- Website of Léopold Trémant/
- Blog posts/
- A gentle introduction to backward error analysis/
- Linear backward error analysis/
Linear backward error analysis
Table of Contents
This post assumes you know the base idea behind backward error analysis. If you are not, you should first read my previous blog post.

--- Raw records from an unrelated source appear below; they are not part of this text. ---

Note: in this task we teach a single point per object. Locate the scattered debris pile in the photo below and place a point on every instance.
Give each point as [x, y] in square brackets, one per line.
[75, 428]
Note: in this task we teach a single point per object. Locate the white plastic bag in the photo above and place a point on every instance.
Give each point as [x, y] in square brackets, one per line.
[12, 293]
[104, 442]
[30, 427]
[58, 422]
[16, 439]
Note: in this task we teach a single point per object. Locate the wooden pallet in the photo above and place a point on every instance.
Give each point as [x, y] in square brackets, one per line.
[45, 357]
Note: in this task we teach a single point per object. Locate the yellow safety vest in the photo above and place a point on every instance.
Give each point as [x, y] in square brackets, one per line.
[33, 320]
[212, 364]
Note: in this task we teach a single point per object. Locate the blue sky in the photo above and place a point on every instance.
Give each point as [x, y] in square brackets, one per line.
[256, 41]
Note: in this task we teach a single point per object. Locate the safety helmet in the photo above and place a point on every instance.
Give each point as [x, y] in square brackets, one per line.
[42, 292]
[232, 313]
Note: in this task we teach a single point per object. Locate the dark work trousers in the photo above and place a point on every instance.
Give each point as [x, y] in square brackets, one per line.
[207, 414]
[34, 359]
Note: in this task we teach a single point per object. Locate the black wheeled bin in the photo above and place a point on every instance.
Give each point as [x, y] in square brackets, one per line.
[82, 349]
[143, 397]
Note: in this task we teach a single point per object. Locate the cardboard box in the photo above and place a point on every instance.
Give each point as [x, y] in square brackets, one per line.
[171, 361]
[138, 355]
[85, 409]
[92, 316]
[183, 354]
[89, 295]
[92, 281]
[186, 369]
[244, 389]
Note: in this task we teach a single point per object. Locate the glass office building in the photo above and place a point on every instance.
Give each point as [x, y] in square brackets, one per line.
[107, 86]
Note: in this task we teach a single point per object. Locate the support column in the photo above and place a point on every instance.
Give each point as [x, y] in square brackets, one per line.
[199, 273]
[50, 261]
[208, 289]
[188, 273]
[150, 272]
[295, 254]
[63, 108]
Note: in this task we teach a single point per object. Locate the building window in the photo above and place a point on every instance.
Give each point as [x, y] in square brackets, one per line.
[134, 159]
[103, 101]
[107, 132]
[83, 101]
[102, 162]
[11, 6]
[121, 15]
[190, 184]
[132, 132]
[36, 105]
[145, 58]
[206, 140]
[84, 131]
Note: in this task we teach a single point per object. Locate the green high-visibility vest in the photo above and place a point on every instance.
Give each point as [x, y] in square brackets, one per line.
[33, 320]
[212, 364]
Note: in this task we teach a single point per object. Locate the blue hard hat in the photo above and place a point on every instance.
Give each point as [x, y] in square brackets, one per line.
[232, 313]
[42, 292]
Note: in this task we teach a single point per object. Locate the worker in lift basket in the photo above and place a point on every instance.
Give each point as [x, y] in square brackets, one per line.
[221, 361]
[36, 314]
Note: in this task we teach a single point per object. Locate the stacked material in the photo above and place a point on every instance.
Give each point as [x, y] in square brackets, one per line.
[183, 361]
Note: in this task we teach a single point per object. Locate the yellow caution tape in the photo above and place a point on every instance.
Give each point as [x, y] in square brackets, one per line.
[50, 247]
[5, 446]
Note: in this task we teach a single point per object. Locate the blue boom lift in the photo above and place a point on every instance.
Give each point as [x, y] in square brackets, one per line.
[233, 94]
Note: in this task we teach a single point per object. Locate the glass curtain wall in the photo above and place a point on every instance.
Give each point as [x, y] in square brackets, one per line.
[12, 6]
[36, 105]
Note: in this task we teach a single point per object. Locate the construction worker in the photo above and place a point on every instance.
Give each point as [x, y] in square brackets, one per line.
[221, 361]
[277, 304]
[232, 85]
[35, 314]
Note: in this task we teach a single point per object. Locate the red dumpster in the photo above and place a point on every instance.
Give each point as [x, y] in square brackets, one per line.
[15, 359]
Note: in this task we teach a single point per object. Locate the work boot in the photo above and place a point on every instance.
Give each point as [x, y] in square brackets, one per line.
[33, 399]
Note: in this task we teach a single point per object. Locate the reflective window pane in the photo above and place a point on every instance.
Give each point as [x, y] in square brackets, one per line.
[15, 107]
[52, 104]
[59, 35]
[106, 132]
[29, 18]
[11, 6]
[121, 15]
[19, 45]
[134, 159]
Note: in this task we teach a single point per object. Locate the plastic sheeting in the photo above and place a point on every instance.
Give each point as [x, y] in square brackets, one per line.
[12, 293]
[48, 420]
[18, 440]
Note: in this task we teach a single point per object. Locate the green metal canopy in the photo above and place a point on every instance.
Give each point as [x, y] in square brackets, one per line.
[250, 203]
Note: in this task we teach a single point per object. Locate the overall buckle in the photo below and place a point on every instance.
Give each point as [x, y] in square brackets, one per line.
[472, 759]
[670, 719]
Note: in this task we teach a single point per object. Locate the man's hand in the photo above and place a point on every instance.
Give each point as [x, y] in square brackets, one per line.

As is often the case, a good preliminary simplification is the linear case. Let’s consider here a one-dimensional linear ODE, which is, for \(\lambda \in \mathbb{R}\) or in \(\mathbb{C}\), $$ \dot{u} =\lambda u. $$ In this case, the flow is the linear map \((t, u_0) \mapsto \varphi_t(u_0) = e^{t\lambda}u_0\), which also extends to higher dimensions when \(\lambda\) is a matrix.1
Explicit Euler #
The explicit Euler scheme can be summarily written $$ \Phi_h = \operatorname{id} + h\lambda . $$ For this simple case, the modified vector field \(\widetilde{\lambda}_h\) and the corrected vector field \(\mu_h\) are found easily.
Modified equations #
For modified equations, we look for \(\widetilde{\lambda}_h\) such that $$ \widetilde{\varphi}_h = \Phi_h, \qquad\text{i.e.}\qquad\exp\bigl( h\widetilde{\lambda}_h \bigr) = \operatorname{id} + h\lambda . $$ Extending the logarithm to complex numbers,2 we find $$ \widetilde{\lambda}_h = \frac{1}{h} \log(1 + h\lambda) . $$ Therefore, the modified equation is $$ \frac{\mathrm{d}}{\mathrm{d}t} \widetilde{u}_h = \frac{1}{h}\log(1 + h\lambda), \widetilde{u}_h . $$ Note that \(\widetilde{\lambda}_h = \lambda + \mathcal{O}(h)\), which corresponds to the first order of convergence of the scheme: in finite time \(\widetilde{u}_h(t) = u(t) + \mathcal{O}(h)\).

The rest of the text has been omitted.